Mumbles maritime disaster commemorated 65 years on
One of Wales' worst maritime disasters is being remembered by a small community near Swansea.
Eight lifeboat men from the Mumbles lost their lives in 1947 when they went to the aid of the shipwrecked SS Samtampa, whose 39 crew also died.
The 7,000 tonne steamer, en route from Middlesbrough to Newport, ran aground at Sker Point near Porthcawl in the face of a 70mph (112kph) gale.
Flags are flying at half-mast on Monday over the lifeboat house at Mumbles.
It is believed the lifeboat was struck by an exceptionally high wave.
The stricken vessel broke into three on the rocks within 80 minutes.
Maureen Donald, daughter of the lifeboat's second coxswain William Knowle, who was 10 when her father died, said: "The maroons [lifeboat alert flares] went.
"He ran to a young man on the prom and he said: 'Can I borrow your bike, son?'
"That was the last time I saw him. My mother then came home, she closed the legion club, and said: 'You'd better go to bed. 'I'll sit up and wait for Daddy.'
"(I) went to sleep and the next thing I heard was screaming.
'Part of the community'
"My mother heard me coming down the stairs, I think, because she met me halfway and said: 'Daddy's gone.' And I said: 'What do you mean he's gone?'
"She said: 'The lifeboat has floundered and we are not going to have him again, he's gone.' And with that she just collapsed.
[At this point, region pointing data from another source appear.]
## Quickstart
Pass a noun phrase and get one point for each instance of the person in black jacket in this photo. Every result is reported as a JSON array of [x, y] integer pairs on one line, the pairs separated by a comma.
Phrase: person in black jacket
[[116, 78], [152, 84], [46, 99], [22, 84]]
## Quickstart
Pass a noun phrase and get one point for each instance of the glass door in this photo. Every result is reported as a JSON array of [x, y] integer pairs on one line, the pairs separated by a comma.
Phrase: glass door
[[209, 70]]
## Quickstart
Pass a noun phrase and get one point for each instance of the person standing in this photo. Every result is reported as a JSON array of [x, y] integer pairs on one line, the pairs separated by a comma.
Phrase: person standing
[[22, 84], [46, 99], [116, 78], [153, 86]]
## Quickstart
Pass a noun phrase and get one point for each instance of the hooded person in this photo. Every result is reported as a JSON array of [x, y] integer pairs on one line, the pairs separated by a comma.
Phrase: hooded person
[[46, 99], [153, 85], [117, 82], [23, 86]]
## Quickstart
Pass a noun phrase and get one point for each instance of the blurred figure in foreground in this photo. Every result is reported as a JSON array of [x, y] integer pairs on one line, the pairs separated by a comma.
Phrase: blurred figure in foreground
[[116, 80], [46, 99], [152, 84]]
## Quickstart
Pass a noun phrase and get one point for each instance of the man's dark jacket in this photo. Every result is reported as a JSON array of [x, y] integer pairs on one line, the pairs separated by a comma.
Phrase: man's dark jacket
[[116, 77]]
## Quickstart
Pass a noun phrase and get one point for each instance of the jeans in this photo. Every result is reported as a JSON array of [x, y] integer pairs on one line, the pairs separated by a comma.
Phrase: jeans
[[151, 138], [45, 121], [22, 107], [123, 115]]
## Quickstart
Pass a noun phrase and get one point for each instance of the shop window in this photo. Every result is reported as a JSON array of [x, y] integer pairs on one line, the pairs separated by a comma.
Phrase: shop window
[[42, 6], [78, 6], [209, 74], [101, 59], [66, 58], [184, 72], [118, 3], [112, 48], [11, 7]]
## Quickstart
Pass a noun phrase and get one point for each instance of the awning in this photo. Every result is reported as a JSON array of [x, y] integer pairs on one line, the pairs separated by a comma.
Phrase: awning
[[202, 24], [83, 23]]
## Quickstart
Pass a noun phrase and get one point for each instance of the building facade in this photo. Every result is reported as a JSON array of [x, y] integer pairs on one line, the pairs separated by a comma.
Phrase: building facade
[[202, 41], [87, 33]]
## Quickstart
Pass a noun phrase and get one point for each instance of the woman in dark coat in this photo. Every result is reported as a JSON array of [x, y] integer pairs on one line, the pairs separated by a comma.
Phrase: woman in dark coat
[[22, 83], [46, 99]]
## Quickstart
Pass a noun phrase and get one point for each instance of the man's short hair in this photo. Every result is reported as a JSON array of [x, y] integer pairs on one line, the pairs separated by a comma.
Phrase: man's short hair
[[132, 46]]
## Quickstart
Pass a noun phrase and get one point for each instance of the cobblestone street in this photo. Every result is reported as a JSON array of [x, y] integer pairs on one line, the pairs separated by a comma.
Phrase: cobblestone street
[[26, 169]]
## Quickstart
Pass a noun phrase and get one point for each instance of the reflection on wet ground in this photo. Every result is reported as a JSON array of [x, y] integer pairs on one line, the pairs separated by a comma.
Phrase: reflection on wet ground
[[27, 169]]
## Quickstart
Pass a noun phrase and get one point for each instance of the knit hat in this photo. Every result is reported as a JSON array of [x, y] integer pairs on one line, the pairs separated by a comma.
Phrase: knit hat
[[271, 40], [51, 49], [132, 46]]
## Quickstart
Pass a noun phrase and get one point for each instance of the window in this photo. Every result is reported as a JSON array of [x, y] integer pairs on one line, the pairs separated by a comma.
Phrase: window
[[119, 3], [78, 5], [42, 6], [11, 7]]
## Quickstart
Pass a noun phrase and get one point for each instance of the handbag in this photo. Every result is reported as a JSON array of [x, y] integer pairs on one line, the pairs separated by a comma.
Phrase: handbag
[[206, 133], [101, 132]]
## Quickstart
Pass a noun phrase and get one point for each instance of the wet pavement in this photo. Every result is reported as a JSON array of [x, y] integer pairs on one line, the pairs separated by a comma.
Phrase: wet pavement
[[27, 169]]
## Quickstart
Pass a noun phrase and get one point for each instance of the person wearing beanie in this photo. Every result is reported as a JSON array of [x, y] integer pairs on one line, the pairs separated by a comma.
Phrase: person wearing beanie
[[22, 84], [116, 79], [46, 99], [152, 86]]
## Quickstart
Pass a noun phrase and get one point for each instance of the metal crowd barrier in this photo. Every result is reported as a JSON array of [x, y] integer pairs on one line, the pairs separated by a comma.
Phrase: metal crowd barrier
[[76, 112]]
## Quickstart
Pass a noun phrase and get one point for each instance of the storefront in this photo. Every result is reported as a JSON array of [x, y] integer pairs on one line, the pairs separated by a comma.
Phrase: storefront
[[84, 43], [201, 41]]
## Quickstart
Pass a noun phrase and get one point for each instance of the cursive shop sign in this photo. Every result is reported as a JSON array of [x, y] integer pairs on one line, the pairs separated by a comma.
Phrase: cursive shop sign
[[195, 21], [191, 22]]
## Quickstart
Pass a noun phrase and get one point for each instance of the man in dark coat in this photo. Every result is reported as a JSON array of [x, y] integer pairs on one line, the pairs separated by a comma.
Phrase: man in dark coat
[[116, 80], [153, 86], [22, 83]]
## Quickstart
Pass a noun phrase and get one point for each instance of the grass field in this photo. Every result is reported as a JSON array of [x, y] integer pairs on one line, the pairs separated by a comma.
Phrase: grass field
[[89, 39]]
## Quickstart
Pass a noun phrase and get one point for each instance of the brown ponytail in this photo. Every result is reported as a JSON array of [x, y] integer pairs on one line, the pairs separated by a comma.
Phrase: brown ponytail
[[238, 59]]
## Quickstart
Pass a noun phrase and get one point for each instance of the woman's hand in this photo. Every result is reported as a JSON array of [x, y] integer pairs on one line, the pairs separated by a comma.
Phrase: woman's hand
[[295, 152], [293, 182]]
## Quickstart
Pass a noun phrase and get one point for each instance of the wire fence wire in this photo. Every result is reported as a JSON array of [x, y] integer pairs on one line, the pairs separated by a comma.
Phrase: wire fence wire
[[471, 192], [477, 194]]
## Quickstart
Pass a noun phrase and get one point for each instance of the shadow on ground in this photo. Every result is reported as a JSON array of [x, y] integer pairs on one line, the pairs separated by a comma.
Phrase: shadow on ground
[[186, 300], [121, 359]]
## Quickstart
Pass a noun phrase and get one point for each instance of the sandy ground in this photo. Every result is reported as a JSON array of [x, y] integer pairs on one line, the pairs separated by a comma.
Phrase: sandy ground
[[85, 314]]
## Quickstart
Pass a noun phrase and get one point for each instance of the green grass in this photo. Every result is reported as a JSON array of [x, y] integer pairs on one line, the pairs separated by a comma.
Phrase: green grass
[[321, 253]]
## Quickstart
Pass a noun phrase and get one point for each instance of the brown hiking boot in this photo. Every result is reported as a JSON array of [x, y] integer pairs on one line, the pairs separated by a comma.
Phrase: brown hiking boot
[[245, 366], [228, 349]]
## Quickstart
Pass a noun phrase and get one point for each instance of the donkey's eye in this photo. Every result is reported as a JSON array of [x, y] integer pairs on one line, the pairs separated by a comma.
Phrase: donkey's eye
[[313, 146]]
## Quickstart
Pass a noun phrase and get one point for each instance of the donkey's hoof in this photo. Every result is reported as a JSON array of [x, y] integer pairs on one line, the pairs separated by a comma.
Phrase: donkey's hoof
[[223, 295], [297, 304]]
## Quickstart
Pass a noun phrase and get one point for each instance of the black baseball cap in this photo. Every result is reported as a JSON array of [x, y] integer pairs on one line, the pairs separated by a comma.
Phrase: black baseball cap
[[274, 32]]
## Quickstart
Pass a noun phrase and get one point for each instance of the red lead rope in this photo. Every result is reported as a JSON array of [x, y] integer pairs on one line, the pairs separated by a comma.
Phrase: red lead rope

It was pretty awful."
Mrs Donald's mother also lost her brother on the lifeboat, called Edward Prince of Wales.
Local church verger Bill Barrington, 93, said the impact of the tragedy still lived with the Mumbles.
"Well, we really still haven't recovered," he told BBC Radio Wales.
"It's always been here. It's always been part of the community.
The Mumbles is one of the busiest lifeboat stations in Wales.
Last year, the town's two boats were launched 70 times between them, bringing ashore 89 people.